BMI View: Innovative pharmaceutical companies will continue to face a challenging business environment in the Philippines. Many concerns limiting the sales of patented drugs in the country remain unaddressed, including the low levels of intellectual property protection. Furthermore, pricing pressures on innovative drugs continue to intensify as the government seeks to expand universal healthcare coverage whil e reducing government debt. However, there will be strong opportunities for multinational drugmakers with orphan drug portfolios as a result of the introduction of several initiatives brought about by the ' Rare Diseases Act ' . This places the country ahead of other emerging markets in South East Asia.
Headline Expenditure Projections
Pharmaceuticals: PHP145.05bn (USD3.28bn) in 2014, rising to PHP150.19bn (USD3.37bn) in 2015; +3.5% in local currency terms and +2.6% in US dollar terms. Unchanged from last quarter .
Healthcare: PHP564.91bn (USD12.78bn) in 2014, rising to PHP626.73bn (USD14.05bn) in 2015; +10.9% in local currency terms and +9.9% in US dollar terms. Revised downwards from last quarter.
In BMI's Risk/Reward Index, and out of the 19 pharmaceutical markets assessed in Asia Pacific, the Philippines remains in 14th place (scoring 46.1 out of 100), trailing the regional average in most metrics. In Q315, Japan is ranked as the most attractive market in the Asia Pacific region (scoring 73.3 out of 100), followed by South Korea (68.6). Compared with its peers, the Philippines' Risk/Reward Index score is dragged down by industry characteristics such as policy enforcement.
Key Trends And Developments
New taxes on tobacco and alcohol have helped the Filipino government raise much needed funds for providing healthcare services for the most vulnerable segments of the population. In December 2012, the Sin Tax Reform bill was passed. The bill increased taxes on tobacco and alcohol, helping the government to garner more than USD1.2bn within the first year and allowed provisioning of healthcare services to an additional 14mn families or about 45mn Filipinos, according to the WHO. The additional funds have enabled the government to enrol more people into Kalusugan Pangkahatan, the Philippines' universal healthcare programme, and scale-up non-communicable disease prevention services in primary care. Revenues from the 'Sin Tax' are assigned for specific purposes. Currently, 15% is earmarked towards programmes to help tobacco farmers and workers find alternative livelihoods. The remaining 85% goes to financing universal healthcare, upgrade medical facilities and train doctors and nurses.

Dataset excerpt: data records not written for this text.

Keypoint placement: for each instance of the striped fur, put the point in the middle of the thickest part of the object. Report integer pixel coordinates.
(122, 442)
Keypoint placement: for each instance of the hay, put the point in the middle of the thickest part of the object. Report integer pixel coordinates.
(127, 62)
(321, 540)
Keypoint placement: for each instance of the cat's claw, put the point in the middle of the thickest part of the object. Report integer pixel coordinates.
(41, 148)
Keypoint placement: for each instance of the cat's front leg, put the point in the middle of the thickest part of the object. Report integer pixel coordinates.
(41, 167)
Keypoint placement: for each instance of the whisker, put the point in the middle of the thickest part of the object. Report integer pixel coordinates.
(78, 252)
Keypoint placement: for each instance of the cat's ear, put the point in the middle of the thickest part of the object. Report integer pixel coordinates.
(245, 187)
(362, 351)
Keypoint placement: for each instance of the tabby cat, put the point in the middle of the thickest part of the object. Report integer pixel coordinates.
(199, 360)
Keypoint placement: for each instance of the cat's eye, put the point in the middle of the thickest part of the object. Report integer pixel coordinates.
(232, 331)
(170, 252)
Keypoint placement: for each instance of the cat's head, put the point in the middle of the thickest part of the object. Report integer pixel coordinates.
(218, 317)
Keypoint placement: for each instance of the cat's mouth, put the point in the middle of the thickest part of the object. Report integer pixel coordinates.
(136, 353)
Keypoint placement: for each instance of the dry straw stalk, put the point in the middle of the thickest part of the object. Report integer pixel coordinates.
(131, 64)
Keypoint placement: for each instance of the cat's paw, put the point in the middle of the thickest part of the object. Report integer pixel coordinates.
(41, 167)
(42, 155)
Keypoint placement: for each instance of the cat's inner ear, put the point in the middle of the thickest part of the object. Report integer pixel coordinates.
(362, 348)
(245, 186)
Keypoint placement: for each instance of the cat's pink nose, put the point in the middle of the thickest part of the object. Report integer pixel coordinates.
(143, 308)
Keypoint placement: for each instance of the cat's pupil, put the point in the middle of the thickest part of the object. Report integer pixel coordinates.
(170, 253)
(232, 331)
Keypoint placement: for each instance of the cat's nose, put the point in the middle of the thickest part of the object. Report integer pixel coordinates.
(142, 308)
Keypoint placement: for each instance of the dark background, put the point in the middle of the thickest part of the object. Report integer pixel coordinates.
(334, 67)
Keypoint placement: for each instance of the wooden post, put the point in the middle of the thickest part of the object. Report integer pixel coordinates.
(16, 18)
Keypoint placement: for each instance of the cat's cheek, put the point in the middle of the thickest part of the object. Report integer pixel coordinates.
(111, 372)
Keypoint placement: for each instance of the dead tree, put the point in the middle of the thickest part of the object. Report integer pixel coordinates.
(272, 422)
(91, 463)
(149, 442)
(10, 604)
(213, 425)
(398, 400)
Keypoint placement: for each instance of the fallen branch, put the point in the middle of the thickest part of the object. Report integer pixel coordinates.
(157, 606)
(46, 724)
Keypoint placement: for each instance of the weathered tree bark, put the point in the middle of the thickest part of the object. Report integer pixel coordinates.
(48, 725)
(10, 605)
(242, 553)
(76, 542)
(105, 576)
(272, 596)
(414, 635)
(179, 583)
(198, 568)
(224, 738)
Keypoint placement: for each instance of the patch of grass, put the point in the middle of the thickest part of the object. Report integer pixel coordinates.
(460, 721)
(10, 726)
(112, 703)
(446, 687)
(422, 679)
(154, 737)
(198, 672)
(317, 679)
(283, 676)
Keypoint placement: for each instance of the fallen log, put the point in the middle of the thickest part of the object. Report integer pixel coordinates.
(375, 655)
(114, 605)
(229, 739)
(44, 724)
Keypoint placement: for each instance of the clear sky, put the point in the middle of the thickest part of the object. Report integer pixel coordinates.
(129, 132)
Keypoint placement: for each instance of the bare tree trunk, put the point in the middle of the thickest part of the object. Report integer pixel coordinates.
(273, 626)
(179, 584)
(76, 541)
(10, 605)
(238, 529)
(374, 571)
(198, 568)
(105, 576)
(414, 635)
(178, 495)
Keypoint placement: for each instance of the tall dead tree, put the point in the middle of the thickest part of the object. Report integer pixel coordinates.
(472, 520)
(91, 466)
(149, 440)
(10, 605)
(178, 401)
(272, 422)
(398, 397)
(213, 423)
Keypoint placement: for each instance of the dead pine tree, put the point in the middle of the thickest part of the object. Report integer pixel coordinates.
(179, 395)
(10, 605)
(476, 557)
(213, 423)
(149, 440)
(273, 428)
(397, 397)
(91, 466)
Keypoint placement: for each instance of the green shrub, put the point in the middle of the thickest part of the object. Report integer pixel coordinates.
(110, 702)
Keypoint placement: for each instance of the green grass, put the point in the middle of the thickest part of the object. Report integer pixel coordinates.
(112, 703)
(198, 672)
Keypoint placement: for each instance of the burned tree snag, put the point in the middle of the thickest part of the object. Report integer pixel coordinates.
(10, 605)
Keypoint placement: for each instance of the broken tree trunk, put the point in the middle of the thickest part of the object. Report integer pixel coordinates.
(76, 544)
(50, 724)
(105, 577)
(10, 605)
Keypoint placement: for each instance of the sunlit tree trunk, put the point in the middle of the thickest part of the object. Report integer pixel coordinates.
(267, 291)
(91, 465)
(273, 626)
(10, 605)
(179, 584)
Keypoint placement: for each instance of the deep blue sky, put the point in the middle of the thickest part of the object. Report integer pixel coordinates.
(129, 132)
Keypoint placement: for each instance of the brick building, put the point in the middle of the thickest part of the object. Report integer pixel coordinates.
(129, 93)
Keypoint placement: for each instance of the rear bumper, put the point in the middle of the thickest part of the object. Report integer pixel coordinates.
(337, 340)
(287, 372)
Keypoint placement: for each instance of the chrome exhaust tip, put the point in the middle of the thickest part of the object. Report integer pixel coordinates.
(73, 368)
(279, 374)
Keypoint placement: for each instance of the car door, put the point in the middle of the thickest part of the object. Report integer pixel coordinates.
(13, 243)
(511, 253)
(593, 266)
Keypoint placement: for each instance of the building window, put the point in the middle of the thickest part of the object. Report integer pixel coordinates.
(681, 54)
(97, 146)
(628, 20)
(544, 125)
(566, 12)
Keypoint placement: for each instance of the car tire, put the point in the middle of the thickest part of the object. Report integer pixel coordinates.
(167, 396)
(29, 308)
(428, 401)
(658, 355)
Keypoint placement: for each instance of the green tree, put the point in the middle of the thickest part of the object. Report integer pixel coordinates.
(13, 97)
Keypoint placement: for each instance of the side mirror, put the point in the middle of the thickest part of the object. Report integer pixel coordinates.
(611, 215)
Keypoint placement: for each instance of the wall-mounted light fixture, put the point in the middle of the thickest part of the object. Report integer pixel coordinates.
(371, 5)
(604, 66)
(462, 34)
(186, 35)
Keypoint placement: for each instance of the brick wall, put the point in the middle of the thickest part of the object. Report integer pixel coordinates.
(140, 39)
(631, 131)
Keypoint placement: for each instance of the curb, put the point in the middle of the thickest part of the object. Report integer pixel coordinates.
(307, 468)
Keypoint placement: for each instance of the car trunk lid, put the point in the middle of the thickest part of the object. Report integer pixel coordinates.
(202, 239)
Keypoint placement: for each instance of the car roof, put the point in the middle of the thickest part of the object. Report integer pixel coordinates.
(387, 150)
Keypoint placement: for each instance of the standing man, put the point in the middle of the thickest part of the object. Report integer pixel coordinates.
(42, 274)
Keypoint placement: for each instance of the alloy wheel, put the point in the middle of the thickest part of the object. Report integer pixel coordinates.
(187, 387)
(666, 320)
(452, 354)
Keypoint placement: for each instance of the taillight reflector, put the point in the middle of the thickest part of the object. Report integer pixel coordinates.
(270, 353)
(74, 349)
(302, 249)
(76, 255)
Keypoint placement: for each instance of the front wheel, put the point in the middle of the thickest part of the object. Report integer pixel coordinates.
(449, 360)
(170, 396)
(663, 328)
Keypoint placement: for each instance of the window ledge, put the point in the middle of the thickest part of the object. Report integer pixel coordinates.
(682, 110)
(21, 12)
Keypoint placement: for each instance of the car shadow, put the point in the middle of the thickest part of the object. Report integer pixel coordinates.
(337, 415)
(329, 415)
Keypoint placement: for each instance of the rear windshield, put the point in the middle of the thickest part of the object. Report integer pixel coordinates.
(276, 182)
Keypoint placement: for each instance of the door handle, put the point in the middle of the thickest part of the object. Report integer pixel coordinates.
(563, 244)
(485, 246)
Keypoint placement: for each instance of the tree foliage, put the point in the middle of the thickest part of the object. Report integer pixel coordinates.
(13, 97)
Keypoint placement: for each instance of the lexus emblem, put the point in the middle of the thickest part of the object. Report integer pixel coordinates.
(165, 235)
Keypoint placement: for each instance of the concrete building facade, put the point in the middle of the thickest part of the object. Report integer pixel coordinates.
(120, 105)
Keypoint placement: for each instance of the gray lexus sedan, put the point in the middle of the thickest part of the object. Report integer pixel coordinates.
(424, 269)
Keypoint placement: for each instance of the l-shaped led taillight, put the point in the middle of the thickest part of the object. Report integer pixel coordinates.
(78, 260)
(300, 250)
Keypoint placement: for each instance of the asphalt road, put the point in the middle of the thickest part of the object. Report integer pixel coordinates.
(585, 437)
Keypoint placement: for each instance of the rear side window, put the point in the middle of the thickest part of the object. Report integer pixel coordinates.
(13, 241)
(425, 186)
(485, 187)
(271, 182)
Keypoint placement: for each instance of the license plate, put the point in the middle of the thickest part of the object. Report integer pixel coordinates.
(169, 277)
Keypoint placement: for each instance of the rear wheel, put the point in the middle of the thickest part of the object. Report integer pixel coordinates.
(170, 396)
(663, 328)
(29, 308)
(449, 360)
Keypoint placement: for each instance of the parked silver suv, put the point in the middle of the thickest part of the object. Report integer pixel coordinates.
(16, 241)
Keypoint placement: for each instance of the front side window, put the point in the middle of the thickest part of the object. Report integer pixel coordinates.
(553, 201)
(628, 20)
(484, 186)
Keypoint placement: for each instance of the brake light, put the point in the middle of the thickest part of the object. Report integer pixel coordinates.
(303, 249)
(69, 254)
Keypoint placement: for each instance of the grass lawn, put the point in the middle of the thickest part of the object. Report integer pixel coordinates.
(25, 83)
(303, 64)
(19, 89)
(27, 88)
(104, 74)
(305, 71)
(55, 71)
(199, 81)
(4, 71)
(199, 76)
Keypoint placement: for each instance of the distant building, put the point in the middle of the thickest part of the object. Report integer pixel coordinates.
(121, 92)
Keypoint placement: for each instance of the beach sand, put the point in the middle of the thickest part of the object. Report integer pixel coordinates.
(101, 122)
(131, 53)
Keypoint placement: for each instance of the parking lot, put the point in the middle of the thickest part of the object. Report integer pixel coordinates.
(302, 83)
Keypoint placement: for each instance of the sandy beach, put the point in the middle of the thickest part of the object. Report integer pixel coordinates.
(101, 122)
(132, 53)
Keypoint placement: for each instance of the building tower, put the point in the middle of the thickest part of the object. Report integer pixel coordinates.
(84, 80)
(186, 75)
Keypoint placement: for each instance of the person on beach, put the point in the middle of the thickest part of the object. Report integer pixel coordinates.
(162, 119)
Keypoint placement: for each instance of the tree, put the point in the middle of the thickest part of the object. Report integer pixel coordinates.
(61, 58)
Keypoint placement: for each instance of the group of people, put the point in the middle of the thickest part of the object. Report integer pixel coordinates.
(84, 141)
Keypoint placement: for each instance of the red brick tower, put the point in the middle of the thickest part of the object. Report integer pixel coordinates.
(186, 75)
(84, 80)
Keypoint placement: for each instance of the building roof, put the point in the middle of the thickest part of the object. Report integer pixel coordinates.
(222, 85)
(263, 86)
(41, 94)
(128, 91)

The District Representative of Quezon, Philippines, Angelina Tan has filed House Bill 5449 which looks to institutionalise the 'no balance billing policy' in all accredited healthcare institutions in the country. The policy aims to provide maximum financial risk protection to the poorest Filipino families. Under the bill, the sponsored programme members of the Philippine Health Insurance Corporation will not be required to pay relevant fees or expenses. The bill authorises the healthcare institutions to provide the patients with appropriate accommodations such as intensive care units, isolation and recovery rooms during the absence of ward-type accommodation. The bill also mandates all medical institutions to offer a cost-effective clinical approach without compromising the quality of care.
The Philippine Society for Orphan Disorders (PSOD) is looking forward to the immediate passage of the Rare Diseases Act of 2014 (Senate Bill No 2098), reports Manila Bulletin. Upon passage, the bill is expected to provide suitable, accountable and sustainable medicine funding for rare diseases and will enable the establishment of a Rare Disease Registry. The registry will comprise data on patients and data on medicines required by afflicted patients. After the law is approved, patients will be able to access expert medical consultations, physical therapy, drugs, products, devices, social services and diagnostics. In the Philippines, a disease is considered rare when it affects one patient in every 20,000 of the population.
The Philippine Health Insurance Corporation (PhilHealth) is set to introduce additional health packages for its members when the agency launches its check up benefit package in 2015. The move will push the vision of President Benigno Aquino III in achieving universal health coverage for all Filipinos, according to PhilHealth Board's new member Riza Hontiveros. The additional check-up packages are expected to bring the examinations for 10 leading diseases into those already covered by PhilHealth, Hontiveros noted. The package will also cover laboratory tests and drugs .
BMI Economic View
We maintain our below market consensus real GDP growth forecast of 6.0% for the Philippines in 2015, reflecting the slowdown in regional economies that will weigh on the performance of exports over the coming months. Meanwhile, government efforts to continue improving the country's business environment will be a long-term positive for growth.
BMI Political View
During the past decade the Philippines has occasionally been hit by rumours of an imminent military coup, although most of these were speculative and actual mutinies were foiled or failed to attract the support of the top brass. Although the Philippines has been relatively stable under President Benigno Aquino III, we cannot preclude renewed instability after he leaves office in 2016, given deep inequalities and high levels of political corruption.